How to List Current Logged-In Users on Linux


Linux being a multi-user system allows multiple users to log in and run various programs at the same time. As a normal Linux user or system admin, you may sometimes need to check which users are currently logged into your system.

This information can be useful for various reasons such as for troubleshooting performance issues, monitoring user activity, or for simply checking who else is using the system.

There are several methods to list current logged-in users on Linux and see what they are doing.

1. The users Command

The users command in Linux lists all users who are currently logged in in alphabetic order.

Note that if a user has two login sessions, it will appear twice in the output.

The output below tells that there are three users logged into the system currently.

users command

2. Using the who Command

The who command prints the list of users currently logged into the system along with other information such as the terminal they’re using, login date and time, and IP address or hostname of the system if a user is on a remote machine.

To list current logged-in users on Linux, use the who command as follows:

who command

You can also use the who command with -a and -H flags to display idle time and PID of the user’s login shell:

 who -a -H 
who command output

3. Using the w Command

The w command in Linux shows logged-in users and their activities. It prints the list of users and their current processes in the command line.

The header in the output summarizes the status of the system which includes the current time, system uptime, number of logged-in users, and load average. Then for each logged-in user, it displays the user name, tty name, time of login, idle time, time used by all the processes (JCPU), time used by the current process (PCPU), and the current process the user is running.

w command

4. Using the last Command

The last command lists current as well as past logged-in and logged-out users. The information it provides includes the name of users and terminals, the IP address of the system they are logged in from, and the date and time of login.

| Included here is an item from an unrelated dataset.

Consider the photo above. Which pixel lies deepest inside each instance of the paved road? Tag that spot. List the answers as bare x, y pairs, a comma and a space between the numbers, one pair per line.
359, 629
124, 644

To find the list of users logged in currently, use the last command with the -p now option as follows:

 last -p now 
last command

5. The finger Command

The finger command shows information about all the logged-in users on Linux including their username, tty, login date and time, and IP address. You can easily install finger on your Linux distribution using the default package managers.

On Debian-based distributions:

 sudo apt-get install finger 

On RHEL-based distributions:

 sudo yum install finger 

To display information on current logged-in users, run the finger command without any command-line options:

finger command

If you run the command with the username, it displays more information about the particular user:

finger command user

6. Using the top Command

The top command displays a summary of system information such as uptime, number of logged-in users, load average, number of tasks running, etc. It also shows the processes that are currently running on the system and their resource usage.

Once you know who is currently logged in to your system, you can use the top command to find the current processes for the user:

 top -u username 
top command

Keep an Eye on User Activity on Linux

With these commands, you should now be able to easily list logged-in users on a Linux system. Whether you are a system administrator monitoring user activity and performance or simply a curious Linux enthusiast, these commands will help you find who else is logged in and what they’re doing.

Among these commands, you can also use the who and w commands to track your Linux system’s shutdown and restart history.